问题
I have a PySpark DataFrame, df1, that looks like:
CustomerID CustomerValue CustomerValue2
12 .17 .08
I have a second PySpark DataFrame, df2
CustomerID CustomerValue CustomerValue
15 .17 .14
16 .40 .43
18 .86 .09
I want to take the cosine similarity of the two dataframes. And have something like that
CustomerID CustomerID CosineCustVal CosineCustVal
15 12 1 .90
16 12 .45 .67
18 12 .8 .04
回答1:
You can calculate cosine similarity only for two vectors, not for two numbers. That said, if the columns called CustomerValue are the different components of a vector that represents the feature you want to get the similarities for between two customers, you can do it by transposing the data frame and then do a join on the CuatomerValues.

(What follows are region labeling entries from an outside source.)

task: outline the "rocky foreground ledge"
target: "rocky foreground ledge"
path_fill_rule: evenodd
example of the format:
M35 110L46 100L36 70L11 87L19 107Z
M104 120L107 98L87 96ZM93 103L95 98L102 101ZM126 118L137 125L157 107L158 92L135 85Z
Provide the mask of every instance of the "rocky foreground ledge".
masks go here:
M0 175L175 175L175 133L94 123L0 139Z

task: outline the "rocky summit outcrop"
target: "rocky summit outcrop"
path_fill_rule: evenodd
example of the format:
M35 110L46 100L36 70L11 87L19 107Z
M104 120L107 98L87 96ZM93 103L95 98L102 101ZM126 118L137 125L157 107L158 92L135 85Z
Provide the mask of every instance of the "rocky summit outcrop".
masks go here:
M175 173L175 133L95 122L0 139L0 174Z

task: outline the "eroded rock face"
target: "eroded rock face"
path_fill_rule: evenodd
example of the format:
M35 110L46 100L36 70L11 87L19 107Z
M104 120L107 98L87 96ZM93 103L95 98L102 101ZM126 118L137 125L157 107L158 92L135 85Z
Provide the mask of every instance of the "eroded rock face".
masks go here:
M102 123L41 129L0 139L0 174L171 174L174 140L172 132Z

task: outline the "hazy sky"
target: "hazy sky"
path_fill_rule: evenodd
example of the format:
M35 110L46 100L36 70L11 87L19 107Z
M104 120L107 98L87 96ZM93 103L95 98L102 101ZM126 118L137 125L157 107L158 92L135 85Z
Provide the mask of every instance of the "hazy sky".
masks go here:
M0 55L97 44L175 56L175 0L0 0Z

The transposition can be done with an explode (more details about transposing a data frame here):
from pyspark.sql import functions as F
kvs = F.explode(F.array([
F.struct(F.lit(c).alias('key'), F.columm(c).alias('value')) for c in ['CustomerValue1', 'CustomerValue2']
])).alias('kvs')
dft1 = (df1.select(['CustomerID', kvs])
.select('CustomerID', F.column('kvs.name').alias('column_name'), F.column('kvs.value').alias('column_value'))
)
dft2 = (df2.select(['CustomerID', kvs])
.select('CustomerID', F.column('kvs.name').alias('column_name'), F.column('kvs.value').alias('column_value'))
)
where dft1
and dft2
denote the transposed data frames. Once you transposed them, you can join them on the column names:
dft2 = (dft2.withColumnRenamed('CustomerID', 'CustomerID2')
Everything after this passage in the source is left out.